Metzgermeister Ralf Wyrwal schlachtet immer mehr Schafe

Von Monika Schönfeld
(Text und Foto)
Schloß Holte-Stukenbrock (WB). Gammelfleisch und andere Fleischskandale - »das ist reinste Werbung für die kleinen Leute.« Nach jedem Skandal hat Ralf Wyrwal mehr zu tun. »Die Leute in der Umgebung wissen, dass ich selbst schlachte und weiß, woher die Tiere kommen.«

Der 40-jährige Metzgermeister schlachtet und verarbeitet die Tiere, die er selbst bei Bauern in der Umgebung mästen lässt oder Schafe, Ziegen, Rinder, aber auch Wildschweine und Rehe, die ihm die Leute bringen. Für das WESTFALEN-BLATT hat Ralf Wyrwal seinen Betrieb geöffnet.

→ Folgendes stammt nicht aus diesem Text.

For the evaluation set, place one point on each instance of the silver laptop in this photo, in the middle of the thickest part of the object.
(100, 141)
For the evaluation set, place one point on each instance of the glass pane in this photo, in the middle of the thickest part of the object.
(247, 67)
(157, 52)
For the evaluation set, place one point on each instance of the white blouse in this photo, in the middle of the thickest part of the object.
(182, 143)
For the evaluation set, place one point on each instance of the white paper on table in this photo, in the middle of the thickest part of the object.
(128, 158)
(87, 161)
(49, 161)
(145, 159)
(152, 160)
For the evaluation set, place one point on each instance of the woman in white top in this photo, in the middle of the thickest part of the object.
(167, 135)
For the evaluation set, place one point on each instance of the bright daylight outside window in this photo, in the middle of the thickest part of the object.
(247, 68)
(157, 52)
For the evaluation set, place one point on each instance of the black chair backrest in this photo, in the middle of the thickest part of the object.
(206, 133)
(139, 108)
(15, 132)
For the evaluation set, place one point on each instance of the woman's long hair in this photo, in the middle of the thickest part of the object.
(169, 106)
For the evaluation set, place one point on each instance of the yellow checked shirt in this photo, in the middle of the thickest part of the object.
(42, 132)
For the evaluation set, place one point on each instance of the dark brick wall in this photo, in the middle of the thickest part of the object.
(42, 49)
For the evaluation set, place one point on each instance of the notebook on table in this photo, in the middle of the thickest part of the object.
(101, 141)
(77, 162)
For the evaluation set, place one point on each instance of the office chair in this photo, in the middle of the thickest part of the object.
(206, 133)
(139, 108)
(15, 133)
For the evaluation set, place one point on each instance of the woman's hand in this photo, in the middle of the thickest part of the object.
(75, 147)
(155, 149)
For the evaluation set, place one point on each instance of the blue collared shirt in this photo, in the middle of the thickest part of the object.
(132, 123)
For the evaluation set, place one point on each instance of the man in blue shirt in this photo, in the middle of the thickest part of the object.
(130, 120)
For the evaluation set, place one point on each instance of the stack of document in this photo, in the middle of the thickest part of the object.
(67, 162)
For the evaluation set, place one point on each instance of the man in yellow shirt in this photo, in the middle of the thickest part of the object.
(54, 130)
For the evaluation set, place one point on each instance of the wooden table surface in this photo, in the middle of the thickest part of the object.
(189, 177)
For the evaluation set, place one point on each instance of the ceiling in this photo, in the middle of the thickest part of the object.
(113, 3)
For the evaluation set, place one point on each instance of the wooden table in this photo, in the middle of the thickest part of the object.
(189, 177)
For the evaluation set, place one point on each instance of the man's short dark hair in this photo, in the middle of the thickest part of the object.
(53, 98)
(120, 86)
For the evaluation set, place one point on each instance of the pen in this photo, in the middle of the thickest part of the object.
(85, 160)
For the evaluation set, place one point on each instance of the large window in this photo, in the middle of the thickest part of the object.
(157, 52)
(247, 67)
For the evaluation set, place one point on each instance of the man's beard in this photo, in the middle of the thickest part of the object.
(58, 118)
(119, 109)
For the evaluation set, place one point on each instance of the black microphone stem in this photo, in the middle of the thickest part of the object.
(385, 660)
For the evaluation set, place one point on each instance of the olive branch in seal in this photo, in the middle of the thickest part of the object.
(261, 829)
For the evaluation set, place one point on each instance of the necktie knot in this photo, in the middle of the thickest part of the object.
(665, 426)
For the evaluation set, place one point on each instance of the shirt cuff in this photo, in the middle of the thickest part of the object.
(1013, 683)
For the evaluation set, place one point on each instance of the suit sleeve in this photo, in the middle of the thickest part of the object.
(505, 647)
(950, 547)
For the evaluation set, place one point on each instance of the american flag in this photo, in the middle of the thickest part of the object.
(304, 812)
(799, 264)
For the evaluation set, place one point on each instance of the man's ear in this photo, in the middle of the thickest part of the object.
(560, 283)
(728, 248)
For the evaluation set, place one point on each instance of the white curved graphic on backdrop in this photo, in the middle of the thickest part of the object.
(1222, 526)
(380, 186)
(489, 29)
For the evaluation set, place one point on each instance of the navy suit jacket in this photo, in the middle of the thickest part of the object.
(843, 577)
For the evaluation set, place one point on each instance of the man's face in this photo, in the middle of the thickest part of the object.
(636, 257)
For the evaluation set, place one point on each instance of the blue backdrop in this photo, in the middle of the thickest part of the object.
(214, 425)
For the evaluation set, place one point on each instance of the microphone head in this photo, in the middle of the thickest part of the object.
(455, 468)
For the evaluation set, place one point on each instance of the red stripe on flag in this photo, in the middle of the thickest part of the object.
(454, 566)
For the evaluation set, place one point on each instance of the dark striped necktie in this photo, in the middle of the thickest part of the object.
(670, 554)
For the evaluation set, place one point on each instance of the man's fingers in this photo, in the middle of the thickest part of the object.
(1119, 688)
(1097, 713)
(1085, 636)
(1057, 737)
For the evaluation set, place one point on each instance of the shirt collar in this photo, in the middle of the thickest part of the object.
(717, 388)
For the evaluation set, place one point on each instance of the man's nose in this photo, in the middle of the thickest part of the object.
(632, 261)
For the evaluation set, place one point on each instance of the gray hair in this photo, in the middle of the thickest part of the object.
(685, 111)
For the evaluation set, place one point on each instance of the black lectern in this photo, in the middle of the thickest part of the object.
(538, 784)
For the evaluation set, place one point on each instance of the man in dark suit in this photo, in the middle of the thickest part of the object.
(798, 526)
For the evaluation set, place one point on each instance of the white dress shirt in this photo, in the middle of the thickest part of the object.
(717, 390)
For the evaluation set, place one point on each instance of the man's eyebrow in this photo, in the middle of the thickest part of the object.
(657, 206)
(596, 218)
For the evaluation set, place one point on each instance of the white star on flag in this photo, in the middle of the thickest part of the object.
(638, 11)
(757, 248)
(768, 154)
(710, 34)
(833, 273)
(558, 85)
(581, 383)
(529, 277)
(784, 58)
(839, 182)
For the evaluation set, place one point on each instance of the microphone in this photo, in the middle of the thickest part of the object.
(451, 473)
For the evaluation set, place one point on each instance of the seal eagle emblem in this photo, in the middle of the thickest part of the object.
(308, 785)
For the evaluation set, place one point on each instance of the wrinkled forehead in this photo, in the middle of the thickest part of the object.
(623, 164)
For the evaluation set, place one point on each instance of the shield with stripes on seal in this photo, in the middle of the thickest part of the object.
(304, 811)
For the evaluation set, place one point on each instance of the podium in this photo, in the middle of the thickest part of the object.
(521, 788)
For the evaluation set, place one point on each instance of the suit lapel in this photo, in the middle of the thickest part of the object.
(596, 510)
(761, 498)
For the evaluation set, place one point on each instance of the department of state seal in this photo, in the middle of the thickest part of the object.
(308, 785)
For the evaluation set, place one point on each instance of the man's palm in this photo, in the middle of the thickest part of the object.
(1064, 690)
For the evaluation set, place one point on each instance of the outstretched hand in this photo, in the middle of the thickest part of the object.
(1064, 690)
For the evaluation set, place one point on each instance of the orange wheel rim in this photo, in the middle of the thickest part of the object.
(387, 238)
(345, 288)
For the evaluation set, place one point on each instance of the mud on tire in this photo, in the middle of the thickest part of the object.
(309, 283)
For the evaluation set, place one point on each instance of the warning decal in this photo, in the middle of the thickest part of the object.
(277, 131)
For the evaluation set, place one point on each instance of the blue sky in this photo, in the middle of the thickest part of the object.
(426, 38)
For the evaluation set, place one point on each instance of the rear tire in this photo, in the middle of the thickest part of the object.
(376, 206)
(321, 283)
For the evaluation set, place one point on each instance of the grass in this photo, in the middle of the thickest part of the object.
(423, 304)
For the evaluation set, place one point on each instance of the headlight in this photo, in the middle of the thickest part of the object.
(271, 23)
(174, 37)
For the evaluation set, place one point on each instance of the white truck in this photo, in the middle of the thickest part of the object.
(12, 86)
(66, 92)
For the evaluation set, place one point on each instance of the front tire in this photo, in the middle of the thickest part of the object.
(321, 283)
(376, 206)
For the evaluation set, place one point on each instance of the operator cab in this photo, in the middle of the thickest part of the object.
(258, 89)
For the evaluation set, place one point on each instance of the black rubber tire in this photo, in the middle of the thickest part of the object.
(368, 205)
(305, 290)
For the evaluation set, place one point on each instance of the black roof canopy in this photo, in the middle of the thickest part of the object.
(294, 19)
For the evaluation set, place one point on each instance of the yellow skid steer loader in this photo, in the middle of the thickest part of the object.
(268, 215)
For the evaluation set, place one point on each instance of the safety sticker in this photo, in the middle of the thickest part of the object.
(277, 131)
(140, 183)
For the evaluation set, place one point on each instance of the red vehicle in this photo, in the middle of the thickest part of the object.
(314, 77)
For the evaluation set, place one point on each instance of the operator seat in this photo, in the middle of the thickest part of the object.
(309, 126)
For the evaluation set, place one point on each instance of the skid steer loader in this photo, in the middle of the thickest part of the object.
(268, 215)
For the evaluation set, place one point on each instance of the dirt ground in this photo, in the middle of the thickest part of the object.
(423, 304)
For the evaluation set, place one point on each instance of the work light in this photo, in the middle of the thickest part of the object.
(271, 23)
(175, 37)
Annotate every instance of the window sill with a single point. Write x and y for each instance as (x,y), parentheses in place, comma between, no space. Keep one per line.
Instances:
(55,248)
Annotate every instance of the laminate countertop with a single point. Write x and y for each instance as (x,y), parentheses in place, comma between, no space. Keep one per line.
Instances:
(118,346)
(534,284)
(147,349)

Pro Woche schlachtet Ralf Wyrwal fünf Schafe und verarbeitet etwa die gleiche Anzahl Schweine, die er allerdings mit eigener Betriebsnummer im Schlachthof Echterhoff in Verl in Hälften zerlegen lässt. »Die Auflagen für die Schweineschlachtung sind zu hoch, das ist für einen kleinen Betrieb zu teuer.« Alle 14 Tage schlachte er auch ein Rind, in der Jagdsaison verarbeite er auch Wildschweine, Rehe und Hirsche, die die Jäger ihm bringen.
Ralf Wyrwal hat bei Berenbrinker in Verl gelernt und zehn Jahre bei Kleineschallau in Verl gearbeitet, bis der Betrieb Insolvenz angemeldet hat. »Seit 1999 habe ich nebenbei mit der Hausschlachtung angefangen«, berichtet Wyrwal. »Kannst du nicht mal mein Schwein verwursten?« Mit dieser Frage eines Bekannten fing es an. Es sei dann immer mehr geworden. So richtete er im Haus an der Kaunitzer Straße 93 eine Wurstküche ein. »Wenn mal was ist, kann man sich über Wasser halten«, sagte er sich und seiner Frau damals. 2001 wurde er nach der Insolvenz dann tatsächlich arbeitslos. »Obwohl ich durch den Nebenerwerb schon viel angeschafft hatte, war es wie ein Sprung ins kalte Wasser«, sagt Wyrwal.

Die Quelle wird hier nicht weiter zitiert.